I have a book called Day Trips New England that had a section on Portland, Maine, and the surrounding area, including Freeport. I found some tasty restaurant suggestions with a “$” instead of a “$$$” beside them and put them into TripIt. I also found some state parks to visit that were either free or dirt cheap.

Voila. A mini-vacation that we can afford, even if I won’t be living it up at the L.L. Bean store this year.

I’ve downloaded a new app called DebtFree that helps you to come up with a plan for paying off your cards, so I at least have a plan. Also, thanks to the generosity of a couple of friends, Sam has a free Size 7 wardrobe that will last for the next few seasons. In the meantime, I am down for any suggestions that you have for living on the cheap. I don’t have a lot of time to bargain hunt or to do time-consuming things like bake my own bread, but I am definitely open to tweaks that will make life a little easier—and a lot cheaper.

One thought on “A Mini-Vacation with the Bargain Huntress

  1. Denise Crocco says:

    Coupon, Jackie!
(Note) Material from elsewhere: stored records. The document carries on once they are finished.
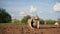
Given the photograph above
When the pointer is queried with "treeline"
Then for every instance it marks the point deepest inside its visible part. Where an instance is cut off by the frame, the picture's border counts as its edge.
(6, 18)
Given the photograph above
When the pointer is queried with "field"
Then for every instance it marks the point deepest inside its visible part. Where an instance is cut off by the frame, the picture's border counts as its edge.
(25, 29)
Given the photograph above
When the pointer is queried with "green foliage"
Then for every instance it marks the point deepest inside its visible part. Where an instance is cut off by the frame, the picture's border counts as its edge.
(25, 19)
(50, 22)
(4, 16)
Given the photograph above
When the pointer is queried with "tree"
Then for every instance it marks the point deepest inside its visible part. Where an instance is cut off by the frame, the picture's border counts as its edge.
(50, 21)
(4, 16)
(25, 19)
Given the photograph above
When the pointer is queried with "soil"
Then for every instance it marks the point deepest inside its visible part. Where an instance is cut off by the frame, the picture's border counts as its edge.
(25, 29)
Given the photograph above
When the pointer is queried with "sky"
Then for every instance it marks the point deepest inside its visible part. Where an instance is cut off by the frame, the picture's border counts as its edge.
(45, 9)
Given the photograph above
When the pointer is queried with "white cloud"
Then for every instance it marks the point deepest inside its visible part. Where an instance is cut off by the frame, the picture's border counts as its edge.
(56, 7)
(32, 8)
(22, 13)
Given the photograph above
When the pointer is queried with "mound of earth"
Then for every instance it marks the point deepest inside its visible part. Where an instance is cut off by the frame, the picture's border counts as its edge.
(25, 29)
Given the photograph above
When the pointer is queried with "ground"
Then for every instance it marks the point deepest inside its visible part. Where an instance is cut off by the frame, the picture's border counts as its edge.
(25, 29)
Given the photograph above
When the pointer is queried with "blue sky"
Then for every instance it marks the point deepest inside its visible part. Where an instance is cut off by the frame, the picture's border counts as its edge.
(46, 9)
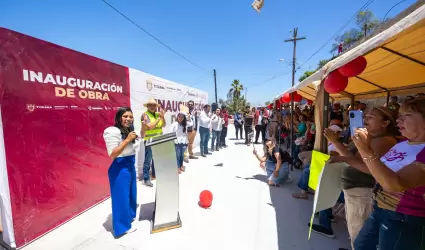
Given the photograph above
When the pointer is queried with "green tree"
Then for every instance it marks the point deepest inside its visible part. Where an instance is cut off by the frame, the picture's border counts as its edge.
(348, 38)
(305, 75)
(366, 23)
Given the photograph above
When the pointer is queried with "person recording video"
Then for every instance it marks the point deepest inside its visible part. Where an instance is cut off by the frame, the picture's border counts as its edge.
(152, 124)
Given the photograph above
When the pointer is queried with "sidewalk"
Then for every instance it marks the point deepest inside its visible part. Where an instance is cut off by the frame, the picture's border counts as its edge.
(246, 213)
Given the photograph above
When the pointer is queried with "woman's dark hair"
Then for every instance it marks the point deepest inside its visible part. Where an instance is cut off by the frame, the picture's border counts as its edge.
(118, 123)
(183, 123)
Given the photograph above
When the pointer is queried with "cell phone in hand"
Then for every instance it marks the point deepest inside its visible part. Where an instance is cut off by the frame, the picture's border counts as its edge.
(356, 120)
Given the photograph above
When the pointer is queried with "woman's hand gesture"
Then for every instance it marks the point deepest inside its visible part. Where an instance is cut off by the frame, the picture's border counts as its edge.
(131, 136)
(362, 140)
(331, 135)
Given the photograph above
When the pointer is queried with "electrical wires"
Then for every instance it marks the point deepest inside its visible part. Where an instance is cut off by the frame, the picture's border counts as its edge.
(157, 39)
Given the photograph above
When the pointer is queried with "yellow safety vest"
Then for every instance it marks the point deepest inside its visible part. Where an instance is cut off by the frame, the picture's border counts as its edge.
(155, 131)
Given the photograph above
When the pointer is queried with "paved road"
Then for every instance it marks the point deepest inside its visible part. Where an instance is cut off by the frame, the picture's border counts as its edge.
(246, 214)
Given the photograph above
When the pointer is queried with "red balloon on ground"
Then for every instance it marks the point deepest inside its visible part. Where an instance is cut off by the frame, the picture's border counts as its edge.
(205, 199)
(354, 68)
(335, 82)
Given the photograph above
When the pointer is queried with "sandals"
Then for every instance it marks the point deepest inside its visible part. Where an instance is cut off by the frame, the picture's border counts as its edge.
(274, 184)
(300, 196)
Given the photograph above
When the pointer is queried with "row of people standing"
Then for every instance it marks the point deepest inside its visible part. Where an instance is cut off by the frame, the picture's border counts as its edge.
(259, 119)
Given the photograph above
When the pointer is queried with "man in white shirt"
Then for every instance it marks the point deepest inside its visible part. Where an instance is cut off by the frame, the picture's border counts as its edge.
(216, 128)
(191, 130)
(204, 129)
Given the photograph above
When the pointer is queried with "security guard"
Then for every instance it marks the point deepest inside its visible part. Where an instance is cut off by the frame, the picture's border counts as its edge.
(152, 124)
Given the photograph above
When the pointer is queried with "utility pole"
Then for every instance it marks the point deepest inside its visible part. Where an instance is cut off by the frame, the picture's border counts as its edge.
(215, 85)
(294, 40)
(246, 94)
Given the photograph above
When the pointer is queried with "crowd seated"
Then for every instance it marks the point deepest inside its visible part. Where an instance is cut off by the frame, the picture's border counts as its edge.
(383, 187)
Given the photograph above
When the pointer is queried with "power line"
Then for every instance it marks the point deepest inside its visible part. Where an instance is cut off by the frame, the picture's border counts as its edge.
(268, 80)
(369, 2)
(148, 33)
(383, 20)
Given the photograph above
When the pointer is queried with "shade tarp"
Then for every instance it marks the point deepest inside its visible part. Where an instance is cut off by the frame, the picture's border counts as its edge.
(396, 62)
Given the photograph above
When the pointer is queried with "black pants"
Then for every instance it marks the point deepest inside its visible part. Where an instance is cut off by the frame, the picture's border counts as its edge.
(248, 129)
(223, 136)
(239, 130)
(260, 129)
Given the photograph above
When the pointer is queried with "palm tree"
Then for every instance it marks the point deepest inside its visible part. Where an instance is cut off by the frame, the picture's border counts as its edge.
(235, 90)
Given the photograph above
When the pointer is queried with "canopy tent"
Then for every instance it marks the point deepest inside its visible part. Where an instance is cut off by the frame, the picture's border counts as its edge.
(396, 63)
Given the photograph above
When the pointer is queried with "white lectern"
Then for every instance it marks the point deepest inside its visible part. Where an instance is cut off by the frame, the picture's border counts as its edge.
(166, 213)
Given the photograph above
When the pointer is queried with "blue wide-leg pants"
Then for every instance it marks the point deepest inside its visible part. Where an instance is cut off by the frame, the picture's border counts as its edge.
(122, 181)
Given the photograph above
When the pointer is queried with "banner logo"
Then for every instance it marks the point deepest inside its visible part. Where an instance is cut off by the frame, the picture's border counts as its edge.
(31, 107)
(149, 85)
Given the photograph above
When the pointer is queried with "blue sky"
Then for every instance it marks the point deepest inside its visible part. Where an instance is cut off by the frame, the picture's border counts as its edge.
(228, 36)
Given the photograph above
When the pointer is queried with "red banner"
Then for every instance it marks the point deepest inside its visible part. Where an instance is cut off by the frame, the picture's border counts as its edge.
(55, 105)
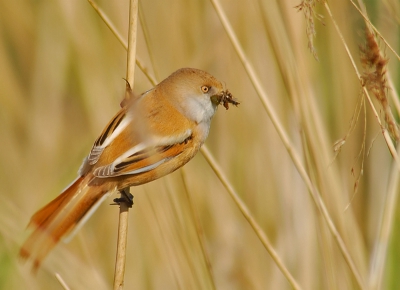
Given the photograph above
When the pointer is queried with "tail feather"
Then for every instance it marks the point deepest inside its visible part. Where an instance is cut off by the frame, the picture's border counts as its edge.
(58, 218)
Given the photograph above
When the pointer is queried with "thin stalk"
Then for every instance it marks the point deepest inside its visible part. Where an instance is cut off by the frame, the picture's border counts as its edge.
(124, 203)
(249, 217)
(316, 197)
I don’t do the scary “extreme couponing” (like the show) where u can get $1,000 worth of groceries and leave with the store OWING u $5. They are my heroes but they also devote way more time to this than I’ll ever have, but I did learn how to coupon and have literally cut my grocery bill in half. I may not get $1,000 worth for -$5 but I will get $100 worth for $50, which is still nice. Very basic couponing is to obtain loyalty cards from the “big guys”, use different sources for manufacturers coupons and use a combo of store sales or coupons with manufacturers coupons and any loyalty card rewards/dollars/points. I used to throw out coupons years ago bcz I never believed u could save anything significant, but I just didn’t know how to do it effectively. Trust me, it’s a difference that’s worth it.